Welcome to today's Secure Boot AMA! We'll start with the questions posted in advance below, but keep them coming and we'll do our best to help.

Hi
question:
Lets say I will update our cert via Intune or Registry keys. What will happen if I will have to reset UEFI for some reasons?
Will the new cert stay or I will have to install them again?

Can you confirm please, is event ID 1808 absolute confirmation that the certs are all in place and there's nothing left to do.  Thanks.

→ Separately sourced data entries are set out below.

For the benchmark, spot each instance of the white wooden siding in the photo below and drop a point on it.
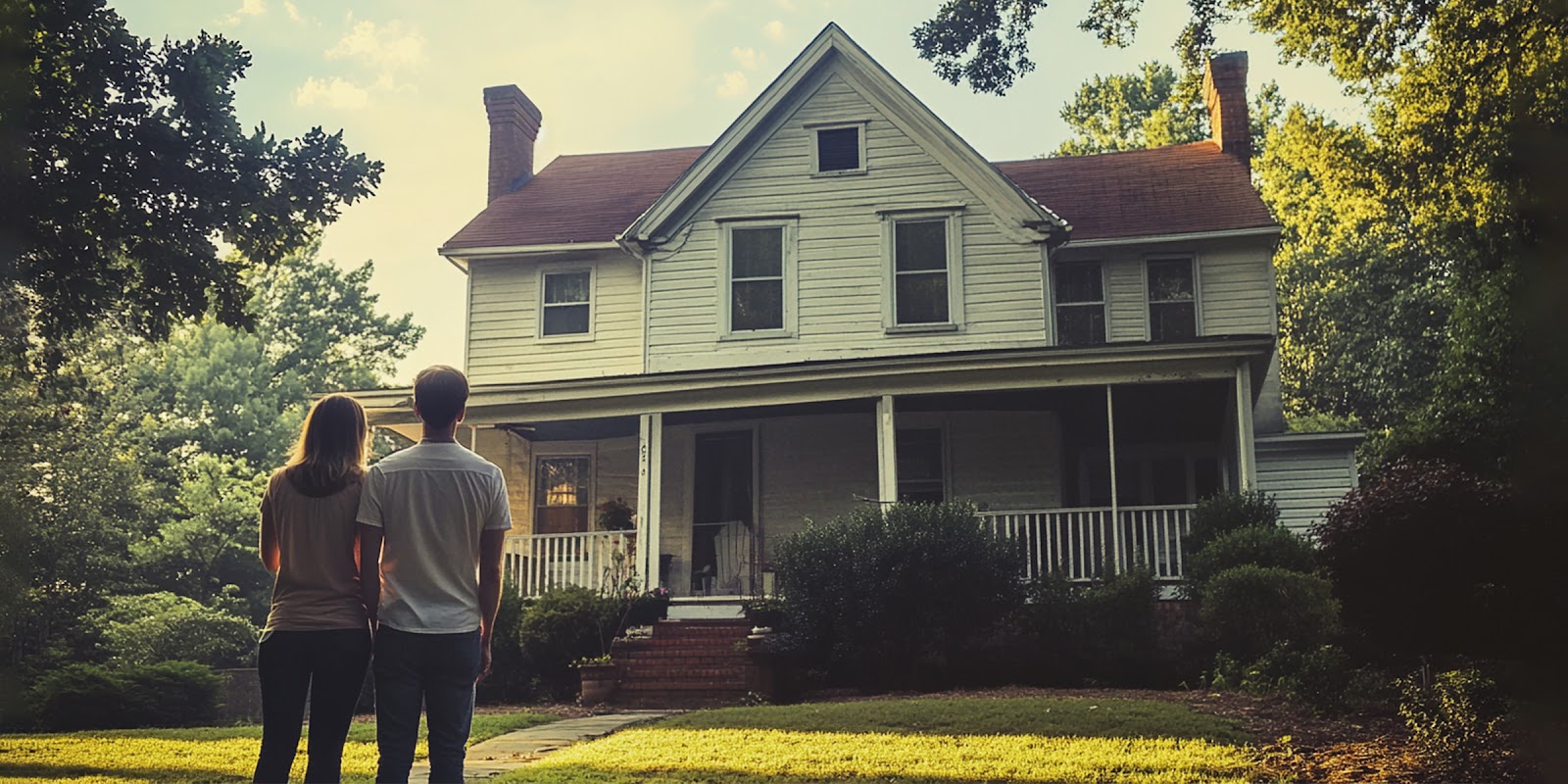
(1305, 477)
(839, 253)
(504, 321)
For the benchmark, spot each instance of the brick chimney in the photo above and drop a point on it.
(514, 125)
(1225, 93)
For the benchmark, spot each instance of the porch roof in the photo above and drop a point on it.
(841, 380)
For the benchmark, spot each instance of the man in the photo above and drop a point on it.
(438, 516)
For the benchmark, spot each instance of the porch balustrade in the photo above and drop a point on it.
(1089, 543)
(556, 561)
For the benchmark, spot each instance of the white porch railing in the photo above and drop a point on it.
(1084, 543)
(556, 561)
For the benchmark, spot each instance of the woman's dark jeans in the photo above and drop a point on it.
(329, 666)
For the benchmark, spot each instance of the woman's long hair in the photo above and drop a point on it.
(333, 446)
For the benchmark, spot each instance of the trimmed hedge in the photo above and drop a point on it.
(90, 697)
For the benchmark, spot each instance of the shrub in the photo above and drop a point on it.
(1095, 634)
(561, 627)
(90, 697)
(165, 627)
(1432, 561)
(1254, 545)
(1317, 678)
(509, 681)
(898, 596)
(1460, 725)
(1247, 611)
(1228, 512)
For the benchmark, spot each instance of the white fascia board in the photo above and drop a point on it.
(924, 373)
(1159, 239)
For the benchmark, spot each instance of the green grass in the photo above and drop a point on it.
(195, 755)
(916, 741)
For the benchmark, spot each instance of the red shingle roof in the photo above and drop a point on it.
(1165, 190)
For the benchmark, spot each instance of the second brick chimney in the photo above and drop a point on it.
(1225, 93)
(514, 125)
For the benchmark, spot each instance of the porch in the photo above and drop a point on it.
(1079, 545)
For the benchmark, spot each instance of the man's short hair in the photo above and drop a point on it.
(441, 392)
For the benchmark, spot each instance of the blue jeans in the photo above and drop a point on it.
(329, 666)
(439, 671)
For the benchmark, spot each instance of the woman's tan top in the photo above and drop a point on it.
(318, 585)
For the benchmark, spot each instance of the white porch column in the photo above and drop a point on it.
(1115, 510)
(1246, 439)
(650, 455)
(886, 452)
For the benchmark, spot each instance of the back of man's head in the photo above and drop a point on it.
(439, 394)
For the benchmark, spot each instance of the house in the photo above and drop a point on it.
(839, 302)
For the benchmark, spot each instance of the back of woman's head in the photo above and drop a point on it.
(333, 444)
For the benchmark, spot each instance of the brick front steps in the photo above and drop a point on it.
(684, 663)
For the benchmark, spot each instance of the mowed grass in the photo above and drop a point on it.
(200, 755)
(916, 741)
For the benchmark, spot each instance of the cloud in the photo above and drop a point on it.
(389, 47)
(733, 85)
(334, 93)
(749, 59)
(248, 8)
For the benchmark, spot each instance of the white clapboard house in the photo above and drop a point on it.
(838, 303)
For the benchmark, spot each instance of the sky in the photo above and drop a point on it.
(404, 78)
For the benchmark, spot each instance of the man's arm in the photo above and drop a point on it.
(491, 543)
(370, 569)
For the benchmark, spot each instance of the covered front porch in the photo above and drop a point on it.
(717, 483)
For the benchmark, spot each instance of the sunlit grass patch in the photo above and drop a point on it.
(742, 757)
(916, 741)
(135, 757)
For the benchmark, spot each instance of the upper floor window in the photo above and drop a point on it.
(919, 457)
(564, 303)
(1081, 303)
(838, 149)
(925, 274)
(758, 273)
(1173, 302)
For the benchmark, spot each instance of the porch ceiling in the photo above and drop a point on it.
(843, 380)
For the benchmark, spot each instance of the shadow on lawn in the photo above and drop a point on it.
(1051, 717)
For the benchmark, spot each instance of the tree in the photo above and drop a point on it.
(130, 164)
(1133, 112)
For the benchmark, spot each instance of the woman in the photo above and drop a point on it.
(318, 634)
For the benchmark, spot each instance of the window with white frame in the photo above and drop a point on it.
(1173, 300)
(924, 270)
(564, 305)
(1081, 303)
(562, 494)
(838, 149)
(758, 271)
(919, 457)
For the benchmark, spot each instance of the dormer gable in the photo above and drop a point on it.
(839, 148)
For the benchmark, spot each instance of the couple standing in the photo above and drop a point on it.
(402, 559)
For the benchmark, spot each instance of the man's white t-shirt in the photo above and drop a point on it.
(431, 502)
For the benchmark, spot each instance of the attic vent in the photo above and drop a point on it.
(839, 149)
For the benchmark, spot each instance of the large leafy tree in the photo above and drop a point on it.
(124, 164)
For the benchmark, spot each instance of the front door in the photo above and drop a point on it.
(723, 530)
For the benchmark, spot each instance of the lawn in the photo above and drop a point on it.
(916, 741)
(201, 755)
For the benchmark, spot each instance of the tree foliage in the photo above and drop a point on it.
(130, 164)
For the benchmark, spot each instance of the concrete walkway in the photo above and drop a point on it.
(514, 750)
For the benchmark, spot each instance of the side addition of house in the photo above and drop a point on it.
(839, 303)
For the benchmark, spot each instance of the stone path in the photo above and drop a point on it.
(504, 753)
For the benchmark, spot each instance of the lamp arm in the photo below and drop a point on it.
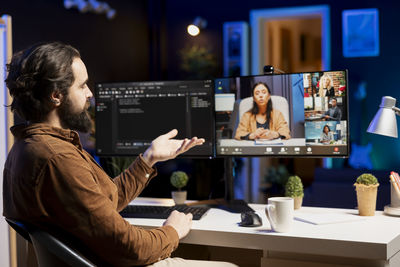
(396, 110)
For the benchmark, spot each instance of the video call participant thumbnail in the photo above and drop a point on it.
(262, 121)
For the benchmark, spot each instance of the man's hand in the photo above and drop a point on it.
(181, 222)
(164, 147)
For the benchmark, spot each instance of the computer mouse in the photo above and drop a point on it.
(250, 219)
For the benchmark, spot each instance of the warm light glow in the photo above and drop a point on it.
(193, 30)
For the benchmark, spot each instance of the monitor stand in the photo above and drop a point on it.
(228, 203)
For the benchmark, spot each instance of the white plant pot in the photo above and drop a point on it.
(179, 197)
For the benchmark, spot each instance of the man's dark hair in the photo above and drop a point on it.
(255, 109)
(37, 72)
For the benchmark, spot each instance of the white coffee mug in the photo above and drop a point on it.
(279, 212)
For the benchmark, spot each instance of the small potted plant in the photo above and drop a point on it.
(367, 189)
(179, 179)
(294, 189)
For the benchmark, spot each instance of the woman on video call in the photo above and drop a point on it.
(326, 136)
(262, 121)
(326, 86)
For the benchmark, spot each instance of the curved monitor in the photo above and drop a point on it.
(284, 115)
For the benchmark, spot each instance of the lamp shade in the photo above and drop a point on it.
(384, 122)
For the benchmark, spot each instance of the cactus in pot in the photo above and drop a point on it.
(294, 189)
(367, 189)
(179, 179)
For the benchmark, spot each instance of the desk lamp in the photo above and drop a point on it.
(384, 123)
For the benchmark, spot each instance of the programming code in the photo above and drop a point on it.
(130, 115)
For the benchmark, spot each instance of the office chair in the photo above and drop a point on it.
(50, 251)
(241, 106)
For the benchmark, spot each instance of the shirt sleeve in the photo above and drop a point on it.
(243, 128)
(73, 199)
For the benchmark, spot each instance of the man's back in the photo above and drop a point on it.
(51, 182)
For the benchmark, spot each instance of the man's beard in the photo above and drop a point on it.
(75, 121)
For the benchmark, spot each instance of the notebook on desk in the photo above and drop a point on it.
(327, 218)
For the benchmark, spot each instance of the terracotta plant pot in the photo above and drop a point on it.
(297, 202)
(179, 197)
(366, 199)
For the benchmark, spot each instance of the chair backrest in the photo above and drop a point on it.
(50, 251)
(278, 102)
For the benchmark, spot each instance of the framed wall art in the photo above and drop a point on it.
(360, 32)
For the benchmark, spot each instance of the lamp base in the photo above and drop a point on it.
(394, 211)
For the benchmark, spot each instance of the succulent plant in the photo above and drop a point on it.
(367, 179)
(179, 179)
(294, 187)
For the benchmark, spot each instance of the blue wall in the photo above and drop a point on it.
(379, 74)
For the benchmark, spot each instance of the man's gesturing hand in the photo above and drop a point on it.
(181, 222)
(164, 147)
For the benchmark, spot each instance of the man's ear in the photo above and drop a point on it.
(56, 98)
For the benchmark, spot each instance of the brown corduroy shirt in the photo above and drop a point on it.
(50, 180)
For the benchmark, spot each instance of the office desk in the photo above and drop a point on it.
(371, 241)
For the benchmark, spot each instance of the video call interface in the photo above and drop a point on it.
(307, 115)
(130, 115)
(298, 114)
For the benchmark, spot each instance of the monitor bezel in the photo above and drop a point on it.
(348, 146)
(183, 155)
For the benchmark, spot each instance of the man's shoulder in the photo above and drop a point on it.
(43, 147)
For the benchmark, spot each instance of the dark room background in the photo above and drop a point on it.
(144, 40)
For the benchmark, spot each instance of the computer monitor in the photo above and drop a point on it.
(307, 115)
(130, 115)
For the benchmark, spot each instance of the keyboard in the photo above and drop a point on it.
(161, 212)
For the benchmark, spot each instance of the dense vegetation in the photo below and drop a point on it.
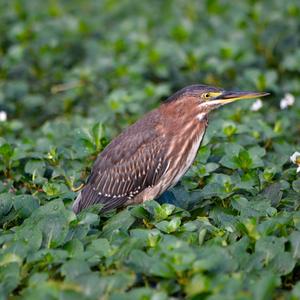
(73, 74)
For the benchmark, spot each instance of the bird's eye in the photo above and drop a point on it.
(206, 95)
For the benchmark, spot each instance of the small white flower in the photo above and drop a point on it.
(3, 116)
(287, 100)
(295, 159)
(257, 105)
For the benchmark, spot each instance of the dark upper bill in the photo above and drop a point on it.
(231, 96)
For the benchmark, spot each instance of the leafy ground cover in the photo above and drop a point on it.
(73, 74)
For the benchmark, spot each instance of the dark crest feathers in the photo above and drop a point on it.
(192, 90)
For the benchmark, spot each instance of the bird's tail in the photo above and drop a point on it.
(76, 204)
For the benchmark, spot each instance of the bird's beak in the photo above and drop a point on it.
(231, 96)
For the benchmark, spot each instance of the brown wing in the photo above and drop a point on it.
(132, 162)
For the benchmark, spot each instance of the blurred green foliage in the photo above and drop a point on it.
(73, 74)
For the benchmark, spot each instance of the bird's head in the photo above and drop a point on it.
(203, 99)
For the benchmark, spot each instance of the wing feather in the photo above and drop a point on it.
(117, 176)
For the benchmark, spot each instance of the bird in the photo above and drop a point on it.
(151, 155)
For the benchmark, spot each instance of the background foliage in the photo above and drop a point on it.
(73, 74)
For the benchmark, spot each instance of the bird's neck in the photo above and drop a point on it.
(180, 118)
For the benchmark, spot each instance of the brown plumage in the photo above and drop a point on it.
(154, 153)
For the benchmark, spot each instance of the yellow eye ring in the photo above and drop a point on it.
(206, 96)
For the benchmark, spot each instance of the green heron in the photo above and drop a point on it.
(152, 155)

What telemetry level should we have set in our org for the certs to properly install? Currently we have them set to blocked here and I know that is wrong, but I'm unsure what would be correct for this case. Is there any sort of guidance available for this?

I got to the report in Intune, but is there a way to get better data besides yes/no, not applicable? the results appear to be random in nature and not sure if it's properly reporting on secure boot status. I have multiple new computers that were purchased and distributed around the same time and some are and some aren't showing as set to secure boot. I thought this was set on by default these days.

Will Microsoft keep updating the High Confidence list after the 2011 certificates expire for devices that we configure for High Confidence before deploying?

On a Hyper-V host, regarding the certificate update process, is there an order to do things in meaning does it matter if the secure boot certificate update process is started first on the host and does the host need to be fully updated before starting the VMs?  I am aware of the requirements of the firmware needing to be up to date and at least the March updates being installed on both the host and VMs.  Thank you.

I'm curious about an updated ADK as well as official guidance on how to address PXE w/ WDS:

"A new checkbox, Use Windows Boot Loader signed with Windows UEFI CA 2023, is available in the Data Source tab of boot image properties. When enabled, it updates the boot image to use the boot loader signed with Windows UEFI CA 2023. The checkbox automates the mitigation steps described in KB5025885.

The new functionality only works on WDS-Less PXE-enabled Distribution Points."

On the Intune Secure Boot Status Page - https://intune.microsoft.com/#view/Microsoft_EMM_ModernWorkplace/SecureBootReport.ReactView - all of my 900+ devices are showing as Certficate Status = "not applicable".

3rd party scripts are helping to confirm that updated certs are in place on my devices, but I would like to see the official status page working properly.

What are the pre-requsite factors needed in order to make this report on our devices provide accurate statuses on my laptops? 

What do I have to do to get the new certificates to Windows 11 and server ISOs? Will they be integrated in newer ISOs in the near future or do I have to do something manually to add them?